O minvalde olmak üzere, Kanunî’nin kızı Mihrimah Sultan, yaptırdığı su kemeri ile Arafat’taki Ayn-ı Zübeyde suyunu Mekke’ye ulaştırmıştır. O kemer, fonksiyonunu günümüzde kaybetse de tarihî eser olarak hâlen durmaktadır.
Hacılara hizmet, imkânlar çoğaldıkça daha ileri noktalara varmıştır ki, Osmanlı’nın o maksatla savaşa kalkışması bile olmuştur. Rusların elindeki Astarhan kalesini almak maksadıyla Sultan 2. Selim döneminde yapılan 1569 tarihli seferin sebeplerinden biri, hacılardan gelen yol güvenliğinin sağlanması talebidir.
Ayrıca 1880 yılında Hacca giden Doğu Türkistanlı Hacı Polat’ın Türkistanlı Hacılar için bir misafirhane olarak kurduğu vakfiye ile Sultan 2. Abdülhamid Han’ın yaptırdığı misafirhane ve hastane de zikredilmesi gereken önemli hizmetlerdir. Hacı Polat’ın vakfiyesi, Çin’de komünizm zulmü başlayıp hacca gitme yasağı uygulanınca sahipsiz kalmış, nihayet 1981 yılında bir bölümü yıkılarak yerine otopark yapılmıştır. Hacı Polat’ın günümüzdeki torunları hukuk mücadelesi vererek vakfı tekrar hizmete açmaya çalışmaktadırlar. Sultan 2. Abdülhamid’in misafirhane-hastane görevi yapan binası ise 2. Meşrutiyet’te askerî kale hâline getirilmiş, daha sonraki Suudi yönetimince ise yıkılmıştır.

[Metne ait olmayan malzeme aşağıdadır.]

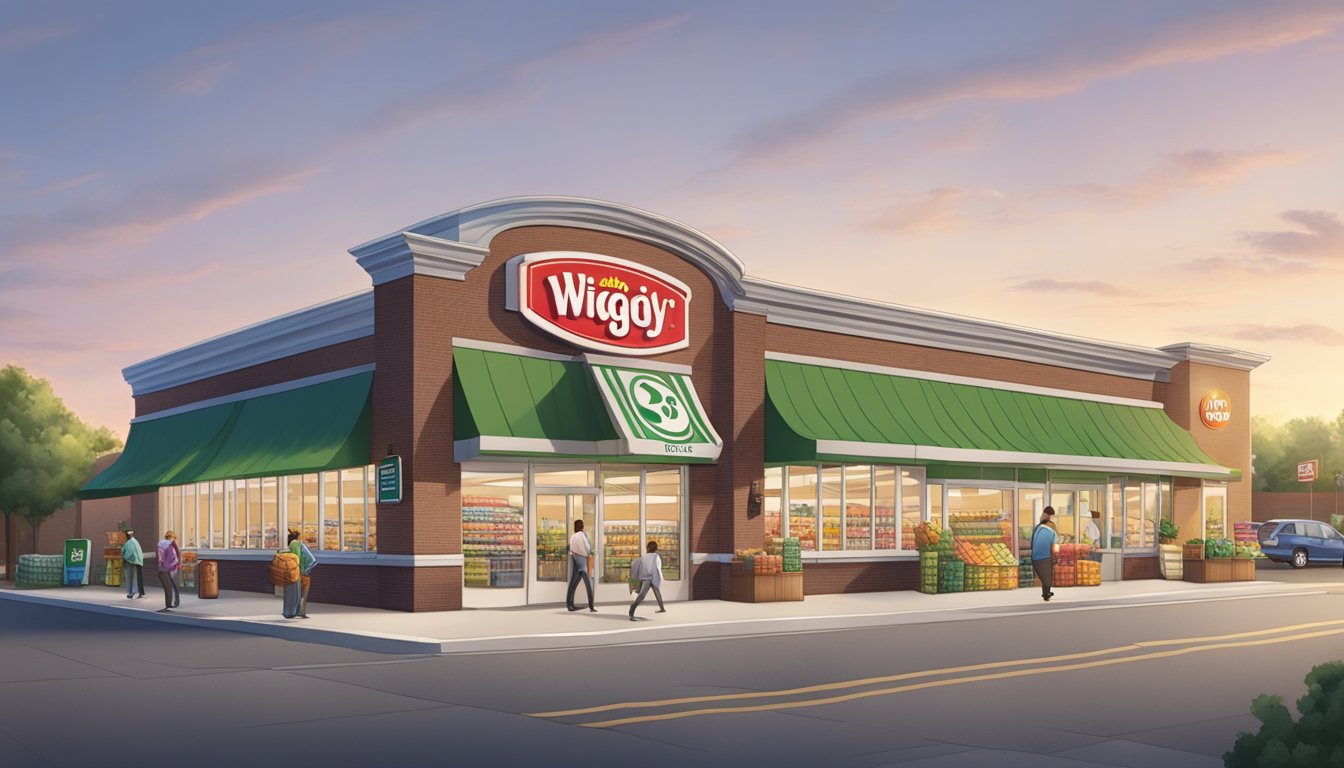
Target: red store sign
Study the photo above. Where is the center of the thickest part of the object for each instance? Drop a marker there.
(602, 303)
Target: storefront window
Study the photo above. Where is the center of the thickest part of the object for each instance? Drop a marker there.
(832, 482)
(1215, 510)
(885, 531)
(911, 505)
(980, 515)
(254, 513)
(352, 509)
(772, 503)
(858, 507)
(188, 517)
(1031, 502)
(621, 540)
(492, 529)
(663, 517)
(803, 506)
(1133, 515)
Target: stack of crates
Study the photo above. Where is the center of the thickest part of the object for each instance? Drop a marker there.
(952, 574)
(40, 570)
(792, 554)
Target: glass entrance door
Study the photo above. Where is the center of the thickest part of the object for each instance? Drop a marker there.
(554, 525)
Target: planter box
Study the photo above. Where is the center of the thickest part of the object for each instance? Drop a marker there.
(765, 587)
(1219, 569)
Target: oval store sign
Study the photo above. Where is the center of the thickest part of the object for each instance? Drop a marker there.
(604, 303)
(1215, 409)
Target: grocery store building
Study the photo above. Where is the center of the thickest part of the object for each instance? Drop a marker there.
(523, 363)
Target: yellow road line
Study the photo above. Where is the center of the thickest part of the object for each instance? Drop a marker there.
(928, 673)
(957, 681)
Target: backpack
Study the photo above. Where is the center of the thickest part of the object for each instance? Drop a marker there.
(284, 569)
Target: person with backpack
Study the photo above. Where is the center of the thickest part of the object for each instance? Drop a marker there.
(170, 562)
(648, 569)
(133, 564)
(307, 562)
(293, 591)
(1044, 546)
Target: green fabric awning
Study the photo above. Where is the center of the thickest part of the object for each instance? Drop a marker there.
(305, 429)
(823, 413)
(543, 406)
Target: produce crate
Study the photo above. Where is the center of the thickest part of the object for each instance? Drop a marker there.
(765, 587)
(38, 570)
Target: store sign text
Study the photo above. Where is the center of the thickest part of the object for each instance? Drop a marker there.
(604, 303)
(1215, 409)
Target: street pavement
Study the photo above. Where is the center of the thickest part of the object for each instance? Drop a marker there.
(551, 627)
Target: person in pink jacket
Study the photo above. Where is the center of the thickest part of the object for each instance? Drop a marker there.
(170, 562)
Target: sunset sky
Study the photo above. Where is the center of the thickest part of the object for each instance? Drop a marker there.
(1140, 172)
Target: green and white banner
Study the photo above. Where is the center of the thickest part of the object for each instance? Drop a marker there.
(657, 412)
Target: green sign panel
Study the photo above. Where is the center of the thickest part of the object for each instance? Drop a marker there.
(390, 480)
(77, 561)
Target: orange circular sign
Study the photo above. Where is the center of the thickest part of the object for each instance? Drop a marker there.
(1215, 409)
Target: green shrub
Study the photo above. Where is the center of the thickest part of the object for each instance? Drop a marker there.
(1316, 740)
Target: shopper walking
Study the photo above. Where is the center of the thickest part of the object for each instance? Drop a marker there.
(307, 562)
(1044, 546)
(133, 566)
(648, 569)
(170, 562)
(581, 554)
(293, 591)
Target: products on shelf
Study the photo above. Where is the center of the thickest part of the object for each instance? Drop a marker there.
(492, 542)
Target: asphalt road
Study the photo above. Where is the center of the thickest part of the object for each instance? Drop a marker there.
(1042, 686)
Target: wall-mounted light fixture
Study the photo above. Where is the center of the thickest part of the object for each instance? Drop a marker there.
(754, 499)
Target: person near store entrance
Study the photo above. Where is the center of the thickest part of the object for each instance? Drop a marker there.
(648, 570)
(170, 561)
(1044, 546)
(581, 560)
(307, 562)
(133, 564)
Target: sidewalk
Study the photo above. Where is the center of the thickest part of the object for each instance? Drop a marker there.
(551, 627)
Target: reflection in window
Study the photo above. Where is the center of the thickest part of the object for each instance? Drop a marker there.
(803, 506)
(858, 507)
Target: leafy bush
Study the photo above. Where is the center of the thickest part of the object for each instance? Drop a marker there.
(1313, 741)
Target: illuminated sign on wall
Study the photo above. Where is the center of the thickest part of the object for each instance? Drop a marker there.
(602, 303)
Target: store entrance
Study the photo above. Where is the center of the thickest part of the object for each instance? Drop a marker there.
(554, 518)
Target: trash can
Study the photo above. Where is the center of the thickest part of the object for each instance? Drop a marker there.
(207, 579)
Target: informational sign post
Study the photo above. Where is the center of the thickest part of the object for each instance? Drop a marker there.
(77, 561)
(390, 480)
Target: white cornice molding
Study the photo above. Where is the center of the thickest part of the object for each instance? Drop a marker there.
(311, 328)
(1211, 355)
(805, 308)
(406, 253)
(472, 229)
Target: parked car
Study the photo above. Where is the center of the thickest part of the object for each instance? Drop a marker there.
(1301, 542)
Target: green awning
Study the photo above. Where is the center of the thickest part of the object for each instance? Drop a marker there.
(305, 429)
(823, 413)
(547, 406)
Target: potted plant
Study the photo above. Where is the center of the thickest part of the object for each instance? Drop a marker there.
(1167, 531)
(1194, 549)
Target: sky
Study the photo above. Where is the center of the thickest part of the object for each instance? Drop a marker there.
(1145, 172)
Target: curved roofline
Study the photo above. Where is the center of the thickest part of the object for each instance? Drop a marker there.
(453, 244)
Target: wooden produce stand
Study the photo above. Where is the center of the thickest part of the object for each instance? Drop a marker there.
(747, 585)
(1215, 569)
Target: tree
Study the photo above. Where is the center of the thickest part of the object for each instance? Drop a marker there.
(1280, 448)
(46, 451)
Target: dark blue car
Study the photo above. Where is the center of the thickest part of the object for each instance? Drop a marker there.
(1301, 542)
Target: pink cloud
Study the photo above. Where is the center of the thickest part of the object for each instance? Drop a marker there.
(1047, 73)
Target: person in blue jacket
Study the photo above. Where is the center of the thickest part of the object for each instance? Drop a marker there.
(1044, 545)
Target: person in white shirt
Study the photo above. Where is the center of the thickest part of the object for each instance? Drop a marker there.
(648, 569)
(581, 549)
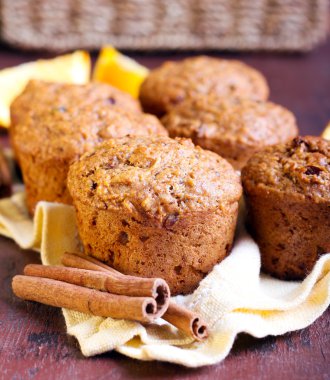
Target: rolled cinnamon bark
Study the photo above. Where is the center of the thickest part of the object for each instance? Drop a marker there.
(178, 316)
(107, 281)
(103, 304)
(139, 286)
(186, 321)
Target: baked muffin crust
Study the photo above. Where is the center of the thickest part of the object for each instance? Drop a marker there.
(287, 192)
(233, 128)
(53, 124)
(156, 208)
(173, 82)
(158, 177)
(301, 167)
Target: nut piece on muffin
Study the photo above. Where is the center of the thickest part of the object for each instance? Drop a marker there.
(233, 128)
(173, 82)
(53, 124)
(287, 191)
(156, 207)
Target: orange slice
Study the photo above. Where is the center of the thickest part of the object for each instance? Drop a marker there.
(69, 68)
(120, 71)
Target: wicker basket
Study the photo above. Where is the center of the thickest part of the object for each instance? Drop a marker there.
(57, 25)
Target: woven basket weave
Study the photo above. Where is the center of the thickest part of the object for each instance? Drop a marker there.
(294, 25)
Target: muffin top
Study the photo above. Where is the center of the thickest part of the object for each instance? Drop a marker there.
(241, 121)
(301, 166)
(60, 120)
(172, 82)
(156, 177)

Kâbe’ye ve hacılara hizmet yolundaki daha birçok tarihî örnek, nesilden nesile aktarılmış olduğu için, günümüzde de aynı hassasiyet devam etmektedir.
İSLAMÎ BİRLİKTELİK
Bağcılar Belediyesi’nin ve benzeri yaklaşımdakilerin, Türkistanlı hacılara gösterdiği misafirperverce tutum, bölgeden gelen hacılar aracılığıyla ülkelerindeki Türkiye sevgisini artıracaktır. Bu da birlik duygularımızın gelişmesinde müspet tesir yapacaktır. Kâbe’nin avlusundaki revakların kaldırılması kararının İDSB örneğinde görüldüğü gibi eleştirilmesi ise, Kâbe konusunda bütün Müslümanların söz sahibi olmasına yol açabilecektir.

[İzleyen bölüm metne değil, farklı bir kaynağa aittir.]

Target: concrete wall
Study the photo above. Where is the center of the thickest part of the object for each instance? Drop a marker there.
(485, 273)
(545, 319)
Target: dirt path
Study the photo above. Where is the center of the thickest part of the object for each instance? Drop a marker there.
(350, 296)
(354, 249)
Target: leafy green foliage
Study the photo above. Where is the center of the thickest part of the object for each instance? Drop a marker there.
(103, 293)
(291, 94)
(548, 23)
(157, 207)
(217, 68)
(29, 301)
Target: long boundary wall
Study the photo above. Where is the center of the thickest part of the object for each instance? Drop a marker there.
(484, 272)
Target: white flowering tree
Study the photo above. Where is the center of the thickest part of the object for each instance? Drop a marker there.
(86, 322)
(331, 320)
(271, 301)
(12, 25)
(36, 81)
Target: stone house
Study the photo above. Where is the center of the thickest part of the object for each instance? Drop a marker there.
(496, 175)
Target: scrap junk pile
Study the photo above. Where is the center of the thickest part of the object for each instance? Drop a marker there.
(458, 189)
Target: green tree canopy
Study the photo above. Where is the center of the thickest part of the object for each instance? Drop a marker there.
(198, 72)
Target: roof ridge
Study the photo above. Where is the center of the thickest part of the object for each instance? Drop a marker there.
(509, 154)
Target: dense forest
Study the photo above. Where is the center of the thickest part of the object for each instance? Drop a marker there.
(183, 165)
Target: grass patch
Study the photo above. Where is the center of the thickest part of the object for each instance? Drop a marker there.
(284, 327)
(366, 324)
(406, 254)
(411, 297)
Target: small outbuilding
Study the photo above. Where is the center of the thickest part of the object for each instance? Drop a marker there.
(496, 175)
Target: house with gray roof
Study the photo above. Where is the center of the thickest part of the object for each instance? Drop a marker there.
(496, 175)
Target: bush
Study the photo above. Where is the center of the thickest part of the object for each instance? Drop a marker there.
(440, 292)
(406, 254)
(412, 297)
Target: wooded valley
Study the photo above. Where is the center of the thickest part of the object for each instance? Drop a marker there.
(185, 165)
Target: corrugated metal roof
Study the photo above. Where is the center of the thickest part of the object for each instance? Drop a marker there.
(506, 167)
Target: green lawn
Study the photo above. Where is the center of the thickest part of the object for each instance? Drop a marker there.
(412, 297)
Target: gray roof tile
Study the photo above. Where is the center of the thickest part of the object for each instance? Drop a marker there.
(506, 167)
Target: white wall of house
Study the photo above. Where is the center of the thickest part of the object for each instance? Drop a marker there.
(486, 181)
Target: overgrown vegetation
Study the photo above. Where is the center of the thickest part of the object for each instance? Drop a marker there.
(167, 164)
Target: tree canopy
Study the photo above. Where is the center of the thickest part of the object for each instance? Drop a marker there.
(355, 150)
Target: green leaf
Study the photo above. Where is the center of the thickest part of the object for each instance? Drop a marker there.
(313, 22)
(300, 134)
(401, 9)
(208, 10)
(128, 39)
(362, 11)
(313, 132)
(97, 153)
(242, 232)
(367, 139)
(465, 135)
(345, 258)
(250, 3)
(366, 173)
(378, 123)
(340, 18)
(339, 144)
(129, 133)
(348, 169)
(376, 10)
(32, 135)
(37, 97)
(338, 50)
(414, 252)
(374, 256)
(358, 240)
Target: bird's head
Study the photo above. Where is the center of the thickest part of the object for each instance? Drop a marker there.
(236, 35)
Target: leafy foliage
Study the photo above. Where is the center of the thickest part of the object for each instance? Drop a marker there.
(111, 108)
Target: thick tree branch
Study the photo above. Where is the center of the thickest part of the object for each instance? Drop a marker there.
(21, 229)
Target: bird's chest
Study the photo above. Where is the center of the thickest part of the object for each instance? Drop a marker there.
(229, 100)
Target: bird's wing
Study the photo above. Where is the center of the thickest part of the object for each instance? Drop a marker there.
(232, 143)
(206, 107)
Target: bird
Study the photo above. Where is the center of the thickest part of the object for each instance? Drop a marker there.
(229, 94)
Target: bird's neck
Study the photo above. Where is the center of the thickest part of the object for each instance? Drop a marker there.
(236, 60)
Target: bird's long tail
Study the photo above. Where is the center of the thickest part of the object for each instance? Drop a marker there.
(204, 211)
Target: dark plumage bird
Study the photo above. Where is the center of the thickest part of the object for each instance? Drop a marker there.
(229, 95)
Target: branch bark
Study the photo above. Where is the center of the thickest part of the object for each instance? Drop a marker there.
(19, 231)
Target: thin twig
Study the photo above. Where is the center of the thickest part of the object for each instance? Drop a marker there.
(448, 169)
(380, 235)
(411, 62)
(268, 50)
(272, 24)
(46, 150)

Bu arada revaklar meselesini Dışişleri Bakanı Ahmet Davutoğlu’na soran milletvekillerinin ve Davutoğlu’nun şahsında Hükümet’in hassasiyetini de takdirle zikretmeliyiz. Davutoğlu da konuyla “gece-gündüz” ilgilendiklerini, o karardan memnuniyetsizliğimizi Suudi Arabistan Kralı’na geçen yıl bizzat kendisinin ilettiğini söylemiştir. Bakan’ın, o ısrarlı ilgi sayesinde Suudi Arabistan’dan bir heyetin Türkiye’ye geleceği; konunun teknik düzeyde ve birlikte ele alınacağını bildirmesi de sevindirici olmuştur.
Bütün bu gelişmelerin, İslam’ın dayanışma ve müşavere düsturunu da kuvvetlendirmekle Müslümanları her meselede birliğe sevk etmesini dileriz.